Ici, le concept même de condition masculine est inexistant. Ce qui ne laisse qu'un vide en face de la réalité confortablement institutionnalisée, dominante par défaut, de la condition féminine. Et les tentatives souvent maladroites de combler ce vide sont accueillies par le sarcasme et le mépris... exactement comme le furent les premières sorties du féminisme de combat dans les années 60 et 70.

Pourtant, on connaît par coeur les problèmes spécifiques aux hommes et aux garçons. Suicide et mort précoce. Exclusion des systèmes de santé et d'éducation. Pauvreté extrême des sans-abri, absence de ressources dédiées et démission de l'État.
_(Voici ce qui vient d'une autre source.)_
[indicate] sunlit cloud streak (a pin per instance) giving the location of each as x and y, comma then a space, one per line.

Profilage sexiste dans la fiction, la publicité, les médias, la littérature étatique et universitaire.

Pourquoi, à la fin, doit-on droguer massivement les garçons (29 millions de comprimés par année, au Québec, de Ritalin et assimilés !) pour qu'ils puissent fonctionner dans ce système ?
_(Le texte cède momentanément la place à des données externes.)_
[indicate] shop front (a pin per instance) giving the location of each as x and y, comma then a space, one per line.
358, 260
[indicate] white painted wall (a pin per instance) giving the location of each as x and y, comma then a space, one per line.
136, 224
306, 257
On commence heureusement à s'interroger, ici, sur cette petite noirceur.

«L'homme, pour survivre, doit aujourd'hui comprendre ce qui lui arrive... N'est-il pas temps que les hommes se pensent maintenant en tant qu'hommes et se définissent hors du cercle de la pensée féminine?» demande François Brooks, membre du collectif d'auteurs qui signent un ouvrage sur la condition masculine (300 000 femmes battues/Y avez-vous cru?).

En France et aux États-Unis, une vaste littérature se développe depuis longtemps autour de ce thème.

Déplorant l'attitude des hommes qui, face au nouveau rapport des sexes, «le nient, le subissent ou régressent silencieusement», Élisabeth Badinter appelait déjà en 1986 à «une réponse des hommes au changement qui leur a été imposé» (dans: L'un est l'autre). Les hommes devraient prendre exemple sur l'efficacité de leurs compagnes, conseille Kathleen Parker (dans, nous traduisons: Sauvons les mâles), alors qu'eux-mêmes «ont toujours, après 20 ans de travail, non pas à consolider, mais d'abord à faire émerger un mouvement de revendication masculine»!

Néanmoins, ce mouvement finira bien par pousser.

Il faudrait juste qu'il évite les erreurs de jeunesse. Entrer dans une logique d'affrontement, par exemple, serait improductif car le féminisme moderne, lui, a renoncé à cette dynamique. (Sa vieille version guerrière est en effet éteinte, sauf dans quelques cavernes étatiques et universitaires où elle sert d'artefact paléontologique.)

Beaucoup plus tard, lorsqu'un niveau supérieur de maturité aura été atteint, c'est à la condition humaine, simplement, qu'hommes et femmes consacreront leurs réflexions et leurs efforts.